In 2016, a public road by the river was completed to knit the city center to its adjacent water, allowing the chicagoans of new bars and restaurants to look at a river which is no longer a foul soup, a place clean enough for people to now swim. On September 12, it was announced that the friends of the Chicago river won an international prize in recognition of the transformation of the river.
“So many people are on rental boats on the river these days – he gets up with people,” said Frisbia. “People want to work near the river, living nearby, being on this. It is remarkable to see that people have this link with him again.
“This swimming is emblematic of all the work we have done in the past 50 years to improve our rivers. He shows that you can change the fate of any natural resources and do good. This is something we need right now. ”
American rivers can now be more and more scenic leisure places rather than industrial sacrifice areas, but it depends on the vicissitudes of politics. The Trump administration shrinks the application of the Clean Water Act, which has helped to ensure healthier rivers, and also weakens the rules on what coal and factories can empty in the sailors. Bad old days can be one thing in the past, but continuous progress is not guaranteed.

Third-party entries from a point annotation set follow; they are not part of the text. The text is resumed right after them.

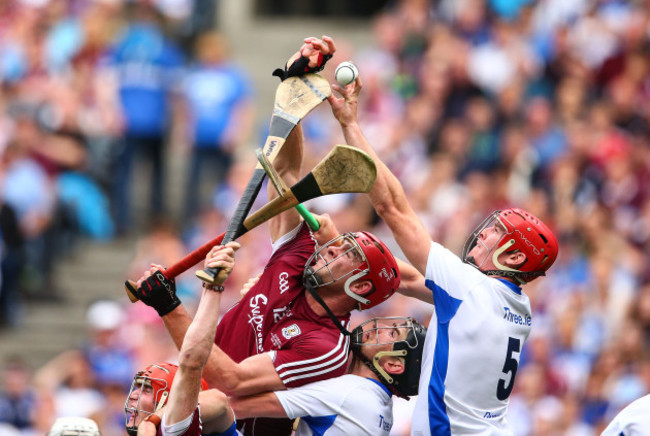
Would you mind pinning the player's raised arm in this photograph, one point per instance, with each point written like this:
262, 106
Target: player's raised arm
311, 57
199, 340
387, 195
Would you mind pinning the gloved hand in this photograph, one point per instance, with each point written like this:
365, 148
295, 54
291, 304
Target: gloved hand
311, 58
157, 291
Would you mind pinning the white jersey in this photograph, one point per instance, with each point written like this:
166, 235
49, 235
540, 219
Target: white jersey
346, 405
472, 349
633, 420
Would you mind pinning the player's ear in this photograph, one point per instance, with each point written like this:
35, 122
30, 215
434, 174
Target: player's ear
515, 259
393, 365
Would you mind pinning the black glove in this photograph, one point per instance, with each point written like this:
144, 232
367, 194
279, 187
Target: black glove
301, 66
158, 292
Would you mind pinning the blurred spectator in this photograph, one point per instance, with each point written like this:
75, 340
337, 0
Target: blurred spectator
69, 379
11, 263
18, 398
220, 111
147, 68
106, 351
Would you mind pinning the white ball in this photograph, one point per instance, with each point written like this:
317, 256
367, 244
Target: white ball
346, 73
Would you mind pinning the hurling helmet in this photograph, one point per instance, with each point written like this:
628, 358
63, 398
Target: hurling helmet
523, 232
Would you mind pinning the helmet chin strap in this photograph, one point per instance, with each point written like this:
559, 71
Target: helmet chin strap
351, 294
329, 312
163, 400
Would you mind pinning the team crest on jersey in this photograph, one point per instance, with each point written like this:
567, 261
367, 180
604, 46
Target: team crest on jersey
291, 332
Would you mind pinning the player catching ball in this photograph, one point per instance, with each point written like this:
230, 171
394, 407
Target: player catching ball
482, 316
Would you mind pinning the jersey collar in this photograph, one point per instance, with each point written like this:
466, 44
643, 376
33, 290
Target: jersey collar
514, 288
381, 385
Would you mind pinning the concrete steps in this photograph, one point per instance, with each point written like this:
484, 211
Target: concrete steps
94, 271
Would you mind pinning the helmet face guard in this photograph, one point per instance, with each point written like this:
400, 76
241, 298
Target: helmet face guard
407, 343
321, 272
74, 426
522, 232
372, 261
474, 239
155, 381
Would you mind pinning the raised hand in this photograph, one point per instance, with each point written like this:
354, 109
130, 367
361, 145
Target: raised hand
156, 290
311, 58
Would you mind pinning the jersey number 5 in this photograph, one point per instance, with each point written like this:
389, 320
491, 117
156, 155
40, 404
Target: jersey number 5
511, 365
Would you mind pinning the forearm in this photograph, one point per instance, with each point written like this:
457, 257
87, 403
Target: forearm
199, 337
177, 322
262, 405
253, 375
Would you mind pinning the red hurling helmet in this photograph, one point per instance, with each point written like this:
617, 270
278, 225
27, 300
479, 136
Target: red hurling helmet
383, 272
374, 262
522, 232
159, 378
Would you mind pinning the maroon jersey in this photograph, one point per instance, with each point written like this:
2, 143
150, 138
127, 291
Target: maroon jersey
274, 317
194, 429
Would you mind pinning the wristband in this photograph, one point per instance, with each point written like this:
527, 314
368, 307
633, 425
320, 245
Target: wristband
154, 419
214, 288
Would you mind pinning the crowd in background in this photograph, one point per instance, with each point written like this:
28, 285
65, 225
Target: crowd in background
474, 105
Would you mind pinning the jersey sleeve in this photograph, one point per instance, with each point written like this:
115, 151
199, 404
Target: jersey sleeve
190, 426
315, 399
447, 274
315, 355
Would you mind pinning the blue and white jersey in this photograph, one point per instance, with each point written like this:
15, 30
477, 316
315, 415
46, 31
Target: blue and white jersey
346, 405
633, 420
472, 349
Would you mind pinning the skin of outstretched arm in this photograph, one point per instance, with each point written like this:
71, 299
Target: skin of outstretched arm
387, 195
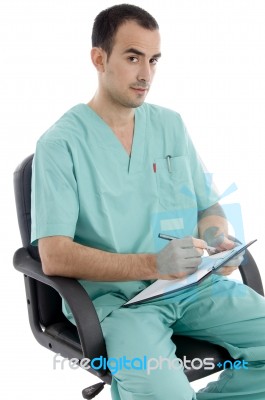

“If the federal government is withdrawing from the application, things could slide back,” said Frisbia. “It is up to cities, countries and states to be vigilant. Our river is loved now – people want to use it, fauna needs it, we need it. We want to keep it rather than see it back down. ”
On Sunday, however, few swimmers were thinking about weight subjects that they lined up in dresses, serenade by the Cornemuse skirl and the drum of the Chicago police service, before undressing and wallowing in the river, armored flora devices attached to their size.
The organizers had zealously tested the water in the weeks preceding the event, noting that the river was constantly safe in terms of EPA standards on fecal coliforms – essentially, poop in water. The river has also been digitized for any potential obstruction to swimmers.
Among the participants for the first swimming of the river in 98 years – all strictly verified to ensure that they could finish the course – was Olivia Smoliga, who grew up in the suburbs of Chicago and won a gold medal on the 2016 Olympic Games.
The swimming in free water is a different beast of the tracks of a swimming pool, but the competitive spirit of Smoliga forced it to accelerate around the river loop, even if it was not intended to be a race.
“You have people who throw elbows there-you have to pay attention to the length of the nails, everything,” she said. “The fact that they were able to clean the river and do such a good job, so that this race occurs, is Trippy. But it’s really cool.”